Türkiye'de yaşamanın bana en büyük kıyağı köşe yazarı olmam... İsveç'te yaşayıp da yazacak konu bulmak için kıvranmayı istemezdim! Hiçbir ülkenin gündemi bizim kadar yoğun değildir herhalde... Hep söylerim; politika yazarlarının işi çok kolay. Büyük yazar olmanız için senenin 365 günü hükümete çakmanız yeterli! Olmadı 80 yaşınıza kadar 'laik-anti laik' çatışmasından beslenebilirsiniz! Ya da muhafazakar takılır, ekrandaki en küçük sevişme sahnesine bile "Değerlerimiz erozyona uğruyor, gençlik elden gidiyor" der, yuvarlanıp gidersiniz. Yaratıcı olmak için kendinizi kasmanıza hiç gerek yok. Nasıl olsa ülke kutuplara ayrılmıştır ve her zaman sizi alkışlayacak bir kitle vardır! Ülkenin bir türlü çözülmesi istenmeyen(!) sorunları bir tarafa, bir de her hafta bir yolsuzluk ya da skandal patlak verir. Eğer ülkede bir hafta sessizlik olsun, mutlaka bir yerde bomba patlar, dinleme kasetleri ortaya çıkar, arada eksenimiz kayar falan...
KİM DÖVER?
Popüler kültür yazarlarının da işi kolay aslında.
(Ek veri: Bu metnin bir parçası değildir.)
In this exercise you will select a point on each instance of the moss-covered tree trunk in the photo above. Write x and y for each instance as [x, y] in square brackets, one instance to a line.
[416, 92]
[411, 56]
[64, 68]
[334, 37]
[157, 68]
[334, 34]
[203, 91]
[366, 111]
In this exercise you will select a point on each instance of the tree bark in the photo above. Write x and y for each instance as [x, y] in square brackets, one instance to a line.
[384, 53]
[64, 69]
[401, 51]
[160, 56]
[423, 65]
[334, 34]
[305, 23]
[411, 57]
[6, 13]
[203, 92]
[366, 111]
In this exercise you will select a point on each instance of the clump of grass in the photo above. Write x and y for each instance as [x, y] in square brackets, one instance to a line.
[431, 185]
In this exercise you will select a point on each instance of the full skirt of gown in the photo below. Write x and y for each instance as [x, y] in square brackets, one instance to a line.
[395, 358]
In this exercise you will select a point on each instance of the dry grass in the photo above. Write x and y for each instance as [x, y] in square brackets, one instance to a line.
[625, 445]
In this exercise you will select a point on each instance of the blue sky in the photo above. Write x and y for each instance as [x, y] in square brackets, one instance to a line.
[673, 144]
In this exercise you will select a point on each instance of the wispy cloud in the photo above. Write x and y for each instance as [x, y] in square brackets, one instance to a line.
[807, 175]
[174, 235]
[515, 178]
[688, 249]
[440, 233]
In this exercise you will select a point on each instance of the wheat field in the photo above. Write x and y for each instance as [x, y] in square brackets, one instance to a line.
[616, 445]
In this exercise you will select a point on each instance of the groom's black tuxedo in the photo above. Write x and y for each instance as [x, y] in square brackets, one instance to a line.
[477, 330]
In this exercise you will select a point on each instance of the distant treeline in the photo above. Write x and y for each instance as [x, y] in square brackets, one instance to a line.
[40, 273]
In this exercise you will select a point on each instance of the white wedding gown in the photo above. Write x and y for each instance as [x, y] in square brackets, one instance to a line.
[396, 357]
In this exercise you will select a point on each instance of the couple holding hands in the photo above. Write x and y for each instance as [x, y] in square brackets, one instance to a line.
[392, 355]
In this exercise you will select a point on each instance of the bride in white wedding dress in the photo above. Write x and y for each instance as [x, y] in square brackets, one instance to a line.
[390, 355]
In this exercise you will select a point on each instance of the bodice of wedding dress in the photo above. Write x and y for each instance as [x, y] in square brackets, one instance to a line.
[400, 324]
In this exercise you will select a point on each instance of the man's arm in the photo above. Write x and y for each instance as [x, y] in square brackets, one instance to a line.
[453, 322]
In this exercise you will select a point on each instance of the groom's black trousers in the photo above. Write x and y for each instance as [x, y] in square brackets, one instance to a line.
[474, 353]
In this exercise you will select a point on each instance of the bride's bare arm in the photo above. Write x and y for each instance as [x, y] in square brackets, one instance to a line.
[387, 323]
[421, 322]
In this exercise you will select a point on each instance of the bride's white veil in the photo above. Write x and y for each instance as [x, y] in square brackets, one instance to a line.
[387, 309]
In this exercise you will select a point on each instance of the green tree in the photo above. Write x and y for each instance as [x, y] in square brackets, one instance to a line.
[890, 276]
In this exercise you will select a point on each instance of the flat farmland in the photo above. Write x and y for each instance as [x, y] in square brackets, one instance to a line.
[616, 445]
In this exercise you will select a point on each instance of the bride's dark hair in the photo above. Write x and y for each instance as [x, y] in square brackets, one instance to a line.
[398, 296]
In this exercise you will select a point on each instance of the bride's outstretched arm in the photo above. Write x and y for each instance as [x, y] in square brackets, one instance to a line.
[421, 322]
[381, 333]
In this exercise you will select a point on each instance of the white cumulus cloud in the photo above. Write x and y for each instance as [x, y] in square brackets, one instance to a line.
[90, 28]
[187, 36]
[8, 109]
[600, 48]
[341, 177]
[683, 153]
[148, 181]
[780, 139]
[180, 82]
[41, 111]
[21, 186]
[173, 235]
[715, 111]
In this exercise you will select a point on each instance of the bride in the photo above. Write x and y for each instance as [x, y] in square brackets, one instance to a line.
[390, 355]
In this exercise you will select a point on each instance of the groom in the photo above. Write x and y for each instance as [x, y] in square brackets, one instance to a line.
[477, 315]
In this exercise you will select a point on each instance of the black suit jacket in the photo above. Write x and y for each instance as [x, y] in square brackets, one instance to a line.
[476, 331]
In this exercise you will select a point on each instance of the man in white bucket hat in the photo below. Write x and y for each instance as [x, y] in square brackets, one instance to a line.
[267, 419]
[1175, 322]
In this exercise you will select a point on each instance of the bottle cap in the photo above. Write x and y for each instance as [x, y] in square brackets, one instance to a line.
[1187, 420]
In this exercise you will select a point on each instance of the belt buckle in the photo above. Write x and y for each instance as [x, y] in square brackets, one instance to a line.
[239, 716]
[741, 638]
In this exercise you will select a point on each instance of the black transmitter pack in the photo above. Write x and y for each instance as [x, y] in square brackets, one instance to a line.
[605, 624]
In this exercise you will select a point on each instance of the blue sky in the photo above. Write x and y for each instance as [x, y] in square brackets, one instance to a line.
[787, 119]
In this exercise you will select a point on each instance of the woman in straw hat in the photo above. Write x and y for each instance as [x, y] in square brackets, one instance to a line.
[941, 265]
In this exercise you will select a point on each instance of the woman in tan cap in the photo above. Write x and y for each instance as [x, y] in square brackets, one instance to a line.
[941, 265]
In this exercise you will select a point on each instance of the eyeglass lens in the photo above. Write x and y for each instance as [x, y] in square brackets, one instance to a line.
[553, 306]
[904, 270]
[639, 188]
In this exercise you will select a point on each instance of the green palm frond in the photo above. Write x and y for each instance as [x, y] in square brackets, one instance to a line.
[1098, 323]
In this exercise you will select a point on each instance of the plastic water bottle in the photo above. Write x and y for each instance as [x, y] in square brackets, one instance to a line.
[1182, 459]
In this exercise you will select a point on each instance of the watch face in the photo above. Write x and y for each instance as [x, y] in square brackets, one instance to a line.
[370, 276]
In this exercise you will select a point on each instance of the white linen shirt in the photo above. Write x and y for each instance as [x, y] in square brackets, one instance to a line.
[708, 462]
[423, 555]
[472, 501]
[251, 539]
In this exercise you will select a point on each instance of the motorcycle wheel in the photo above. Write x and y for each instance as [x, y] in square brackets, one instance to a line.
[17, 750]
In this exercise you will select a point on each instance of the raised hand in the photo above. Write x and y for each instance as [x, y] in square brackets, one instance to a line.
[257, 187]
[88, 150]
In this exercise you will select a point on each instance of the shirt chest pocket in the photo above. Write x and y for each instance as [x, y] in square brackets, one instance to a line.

Sanatçılarımız mutlaka bir gaf yapar, birileri birilerine 'yavşak' der, dizilerden mutlaka eleştirilecek malzeme çıkar. İlginçtir, Türkiye'de köşe yazarı olmanın en büyük dezavantajı ise gündemin ışık hızıyla değişmesidir. Örneğin; yarın Tophane saldırısını yazacaklar geç kalmıştır... Tophane saldırısı çoktan espri konusu olmuştur. Atıyorum; entellerin, içki içmiyor diye muhafazakarlara saldırması eğlenceli bir yazı konusu olabilir! Düşünsenize, Nişantaşı, Cihangir ve Galata'da enteller, 10. Yıl Marşı eşliğinde, ellerinde şarap şişeleri toplu halde, Tophane'deki muhafazakarlara karşı taarruza geçiyor... Kim kimi döver diye de tahminde bulunmama gerek var mı?